Es un reptil escamoso de cuerpo esbelto y cilíndrico que puede alcanzar una longitud total de 150 a 180 centímetros en su edad adulta, siendo las hembras generalmente más robustas que los machos. Su coloración dorsal es sumamente variable, oscilando entre tonos verde oliva, pardo grisáceo y amarillento, con escamas individuales que a menudo presentan bordes oscuros, otorgándole un aspecto finamente reticulado o jaspeado. El vientre muestra tonalidades más claras, generalmente blanquecinas, amarillentas o grisáceas. Posee ojos grandes con pupilas redondas que le otorgan una excelente agudeza visual. Su dentición es de tipo opistoglifa, caracterizada por colmillos inoculadores de veneno ubicados en la parte posterior del maxilar superior, asociados a la glándula de Duvernoy, cuya secreción posee propiedades fundamentalmente proteolíticas y hemorrágicas.

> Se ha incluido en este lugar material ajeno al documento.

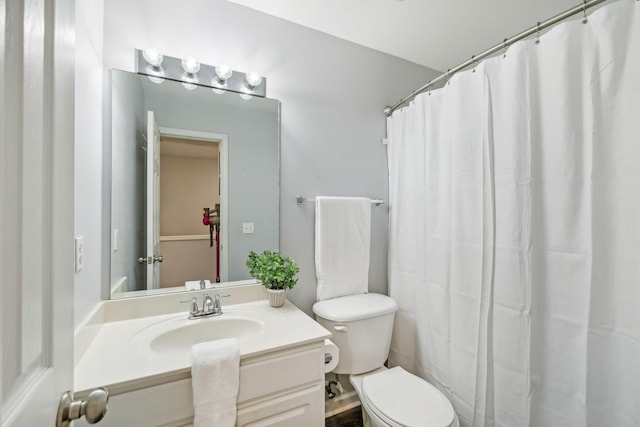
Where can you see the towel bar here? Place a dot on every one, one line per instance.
(301, 199)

Distribución geográfica: Se distribuye ampliamente en el Cono Sur de Sudamérica, abarcando una vasta extensión territorial. Su presencia está registrada en el centro y sur de Brasil, la totalidad de Uruguay, gran parte de Paraguay, el oriente de Bolivia y una porción significativa de Argentina, donde alcanza su límite meridional en las provincias patagónicas de Río Negro y Chubut, de donde deriva su epíteto específico.
Ambiente: Habita predominantemente en biomas abiertos y de transición. Es una especie altamente adaptable que coloniza con éxito pastizales templados de la Pampa, matorrales semiáridos del Monte y el Chaco, sabanas del Cerrado, así como áreas alteradas por la actividad humana, incluyendo campos de cultivo, pasturas ganaderas y zonas periurbanas. Aunque demuestra una preferencia por microhábitats terrestres húmedos cerca de cuerpos de agua temporales, posee notables hábitos semi-arborícolas que le permiten trepar a arbustos y vegetación baja.

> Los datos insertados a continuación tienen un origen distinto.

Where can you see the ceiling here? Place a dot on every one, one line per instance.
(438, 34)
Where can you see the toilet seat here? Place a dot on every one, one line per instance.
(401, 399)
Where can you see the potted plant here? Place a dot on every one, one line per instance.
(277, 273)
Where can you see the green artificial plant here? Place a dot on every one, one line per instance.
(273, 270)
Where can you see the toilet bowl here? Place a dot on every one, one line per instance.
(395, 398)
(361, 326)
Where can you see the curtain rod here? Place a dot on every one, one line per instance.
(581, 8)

Alimentación: Su dieta es notablemente eurífaga y generalista, comportándose como un depredador oportunista de amplio espectro. Consume una gran variedad de vertebrados pequeños, entre los que se destacan roedores cricétidos, pequeños paseriformes, lagartijas de los géneros Liolaemus y Teius, anfibios anuros y, ocasionalmente, otros reptiles, incluyendo ejemplares de su misma especie. Los juveniles suelen alimentarse de presas más pequeñas, como insectos y arañas, antes de transicionar hacia una dieta compuesta principalmente por endotermos y ectotermos de mayor tamaño.
Comportamiento: De hábitos marcadamente diurnos y heliófilos, este ofidio regula su temperatura corporal exponiéndose directamente a la radiación solar durante las primeras horas de la mañana. Es un animal sumamente ágil y veloz en sus desplazamientos terrestres. Ante una amenaza potencial, prefiere la huida rápida hacia la vegetación densa; sin embargo, si se siente acorralado, despliega un comportamiento defensivo vigoroso que incluye el aplanamiento lateral del cuello, la vibración rápida de la cola contra la hojarasca para producir un sonido de advertencia y mordeduras repetidas y veloces.
Reproducción Es una especie estrictamente ovípara cuyo ciclo reproductivo está fuertemente sincronizado con las variaciones estacionales de temperatura y disponibilidad de recursos, ocurriendo principalmente durante los meses de primavera y verano. El cortejo involucra un reconocimiento táctil y químico por parte del macho. Las hembras realizan una única puesta anual que oscila entre 10 y 30 huevos de cáscara flexible, los cuales son depositados en sitios protegidos con suficiente humedad, tales como galerías abandonadas de roedores, bajo troncos en descomposición o cúmulos de hojarasca húmeda. El período de incubación se extiende aproximadamente por 60 a 75 días, dependiendo estrechamente de las condiciones térmicas del nido natural, tras lo cual eclosionan crías completamente autosuficientes que miden entre 20 y 25 centímetros de longitud.
Categoría de conservación Actualmente no se encuentra evaluada de manera global en la Lista Roja de la UICN bajo una categoría de amenaza alta, siendo catalogada localmente en la mayoría de los países de su distribución como de Preocupación Menor (LC) o No Amenazada. No obstante, las poblaciones locales sufren de manera constante la pérdida, fragmentación y degradación de sus hábitats naturales debido a la expansión agrícola y urbana, sumado a la intensa persecución directa provocada por el temor humano injustificado hacia las serpientes, lo que resulta en altas tasas de mortalidad en carreteras y asentamientos rurales.